そこから7年ほどを時間を経過させる。今年だ。あけましておめでとうございます。朝の台所が寒かった。そこで、とある一首を、そしてその歌が呼んできたもう一首のことを思う時間があった。

「エミネム」→好きなもの

x→自分が思い浮かべることさえできないもの

と考えてみるとき、「エミネム」とxの間の「肉まん」がめちゃくちゃ多い、ことこそが短歌の強みなのでないか、とひとまず思いたくなる。そして、きっとこの強みこそが「x」の開拓や理解をサボることのべつに後ろめたくなさを発生させてしまうし、これは普通に引き続き考えていくとして、

銭湯で剥がれなかった瘡蓋が部屋のエアコンの(弱)で乾く
/川村有史

今回はこの「銭湯」。
「銭湯」の「肉まん」感をいいなぁ、とまず思う。銭湯、好きです。行けるとしたらその日嬉しいし。そのうえで「エミネム」すぎない「銭湯」っていうか。〈エミネムすぎない〉の判断基準として、笹井さんの残してくれた言葉を使わせてもらうなら、頭に「意外と評価の高い」を付けたときに「…。」とならない語句が〈エミネムすぎない〉「肉まん」や「銭湯」です。

意外と評価の高い肉まん
意外と評価の高い銭湯

「はい?」とならない。
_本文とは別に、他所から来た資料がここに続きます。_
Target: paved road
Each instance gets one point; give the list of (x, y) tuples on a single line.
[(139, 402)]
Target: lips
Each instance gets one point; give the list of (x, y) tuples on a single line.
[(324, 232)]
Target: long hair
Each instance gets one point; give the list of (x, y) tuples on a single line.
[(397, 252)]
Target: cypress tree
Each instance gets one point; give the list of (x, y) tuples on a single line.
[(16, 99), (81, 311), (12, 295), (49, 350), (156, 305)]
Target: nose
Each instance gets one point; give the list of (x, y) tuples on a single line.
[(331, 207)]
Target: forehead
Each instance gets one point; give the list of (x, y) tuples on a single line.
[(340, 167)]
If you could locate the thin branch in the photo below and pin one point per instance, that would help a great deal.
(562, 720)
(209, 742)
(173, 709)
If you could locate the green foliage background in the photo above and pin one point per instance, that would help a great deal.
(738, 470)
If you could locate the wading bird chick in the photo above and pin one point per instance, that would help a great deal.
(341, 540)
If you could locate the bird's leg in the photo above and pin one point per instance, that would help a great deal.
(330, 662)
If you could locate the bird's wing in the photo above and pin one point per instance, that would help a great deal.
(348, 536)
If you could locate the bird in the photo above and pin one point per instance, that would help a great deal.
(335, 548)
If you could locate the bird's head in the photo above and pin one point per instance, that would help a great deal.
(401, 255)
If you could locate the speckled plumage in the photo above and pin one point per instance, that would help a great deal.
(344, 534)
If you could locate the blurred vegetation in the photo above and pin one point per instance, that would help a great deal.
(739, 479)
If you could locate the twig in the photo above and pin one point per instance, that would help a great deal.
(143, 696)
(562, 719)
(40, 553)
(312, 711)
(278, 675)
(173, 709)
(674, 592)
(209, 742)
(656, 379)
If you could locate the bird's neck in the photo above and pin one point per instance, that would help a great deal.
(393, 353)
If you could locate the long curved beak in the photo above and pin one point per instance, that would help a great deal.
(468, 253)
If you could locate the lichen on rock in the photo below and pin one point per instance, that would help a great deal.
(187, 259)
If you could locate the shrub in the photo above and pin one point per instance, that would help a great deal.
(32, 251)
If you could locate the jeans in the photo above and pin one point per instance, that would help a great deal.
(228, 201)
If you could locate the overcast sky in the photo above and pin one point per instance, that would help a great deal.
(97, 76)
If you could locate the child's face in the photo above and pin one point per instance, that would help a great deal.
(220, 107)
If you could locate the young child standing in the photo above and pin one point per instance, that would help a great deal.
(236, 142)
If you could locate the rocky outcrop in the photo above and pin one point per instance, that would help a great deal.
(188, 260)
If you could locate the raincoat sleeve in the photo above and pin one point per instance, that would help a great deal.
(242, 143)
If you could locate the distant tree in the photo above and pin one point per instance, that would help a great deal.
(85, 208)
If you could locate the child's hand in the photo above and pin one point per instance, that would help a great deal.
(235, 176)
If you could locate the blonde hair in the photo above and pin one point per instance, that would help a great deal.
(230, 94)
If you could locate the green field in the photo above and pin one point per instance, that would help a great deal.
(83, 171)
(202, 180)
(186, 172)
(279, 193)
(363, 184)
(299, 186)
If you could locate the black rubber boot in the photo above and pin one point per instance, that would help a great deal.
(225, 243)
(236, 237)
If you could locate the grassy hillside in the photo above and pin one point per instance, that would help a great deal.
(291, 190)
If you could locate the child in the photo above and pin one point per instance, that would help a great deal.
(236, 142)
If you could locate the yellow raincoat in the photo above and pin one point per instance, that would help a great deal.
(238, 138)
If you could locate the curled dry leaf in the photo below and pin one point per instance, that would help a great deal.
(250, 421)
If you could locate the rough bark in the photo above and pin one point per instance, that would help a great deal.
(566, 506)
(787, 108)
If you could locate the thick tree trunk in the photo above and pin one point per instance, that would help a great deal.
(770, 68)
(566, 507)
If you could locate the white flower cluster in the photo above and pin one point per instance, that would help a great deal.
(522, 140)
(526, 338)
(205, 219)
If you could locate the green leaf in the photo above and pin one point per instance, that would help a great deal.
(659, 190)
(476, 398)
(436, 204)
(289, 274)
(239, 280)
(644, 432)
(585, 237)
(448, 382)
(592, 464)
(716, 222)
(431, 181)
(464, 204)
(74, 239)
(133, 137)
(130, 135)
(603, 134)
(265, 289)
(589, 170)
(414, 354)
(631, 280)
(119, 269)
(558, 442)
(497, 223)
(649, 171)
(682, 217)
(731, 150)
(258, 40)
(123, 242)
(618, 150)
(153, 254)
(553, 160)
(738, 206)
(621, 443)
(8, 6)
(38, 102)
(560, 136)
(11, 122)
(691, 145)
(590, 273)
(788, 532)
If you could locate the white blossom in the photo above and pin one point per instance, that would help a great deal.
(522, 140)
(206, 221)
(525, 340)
なのにxではない。肩の力を抜いて想像を走らせられる「肉まん」や「銭湯」は、たぶん歌への読みの態度をオープンマインドなものにする。

「瘡蓋」があったということは【すりむいた瞬間】がこれより前のどこかにあったわけだし、「瘡蓋」の後に来た【銭湯】から帰ってきて当たっている「エアコンの(弱)」の前には【もしかしたら(強)】があったかもしれなくて、そういう行きつ戻りつ~の時間や期間、を「銭湯」にいるあいだのようなぼんやりと湯だった頭で思い浮かべることができる。結局はがれることのない「瘡蓋」が、一首を瞬間の「・」=「ついにはがれてしまう」で終わらせず、さらにだらだらとした時間へ引き延ばされていく…この体感が、こんな短い持ち時間で発生しているのをおもしろいなあ、と思います。